Liberalising Da Kapital Markit

Tim Worstall, often likes to talk about us lefties just don't get da markit, but for all this arrogance this post about liberalising capital market flows is somewhat lacking, he quotes a paper mentioned on Cafe Hayek about how liberalisation of capital markets brings foreign investment and encourages economic growth. Curious, because it's the complete opposite of what I've read about it.

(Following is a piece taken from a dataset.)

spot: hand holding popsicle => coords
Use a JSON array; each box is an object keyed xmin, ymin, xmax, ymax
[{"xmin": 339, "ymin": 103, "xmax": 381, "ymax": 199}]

Foreign investment in markets tends to follow a herd behavior moving in when prospects are good and creating a bubble then moving out with equal alacrity in a downturn exacerbating worsening the downturn. For a developing nation that could do with a steady flow of capital this kind of behavoir is deeply harmful. This was demonstrated very clearly in 1997 in the Asian crises. The stock markets of developing nations are especially vunerable to this because of their small size relative to those in the developed world, the largest, in India is 1/30th of the size of the US stockmarket.

The main effect of capital market liberalisation is to cause volatile money flows in and out of a country to no real good effect. There are policies to encourage growth in developing nations, and they do involve opening up the economy to the rest of the world, but this one should be way down the list of priorities.


Tim Worstall said...

"to no real good effect."

Erm, real wages rise? Just what we would expect from adding more capital to labour, you know, rising productivity? This is "no good effect"?

Isn't this what we actually are aiming for?

That flood of capital into China over the past couple of decades has led to manufacturing wages there rising by 14%, year on year. They're four times higher than they were only 12 years ago.

This is "no good effect"?

Andreas Paterson said...

Tim, I've been away for the weekend, so please excuse the delay.

I would agree that a real wages rise is a good thing, what I'm not so sure about is whether this can be entirely be attributed to liberalising capital markets.

I'm no expert on the matter, but I believe that China's markets are still pretty restricted although less so than in the past. Foreign investment has been allowed but in a tightly controlled.

China's growth is undoubtedly a good thing, but I think it's success is due to a very carefully chosen set of policies with a gradual opening up of the economy. I'm not sure that "Liberalise your markets and wealth will be yours" is a conclusion that can be drawn from the example of China.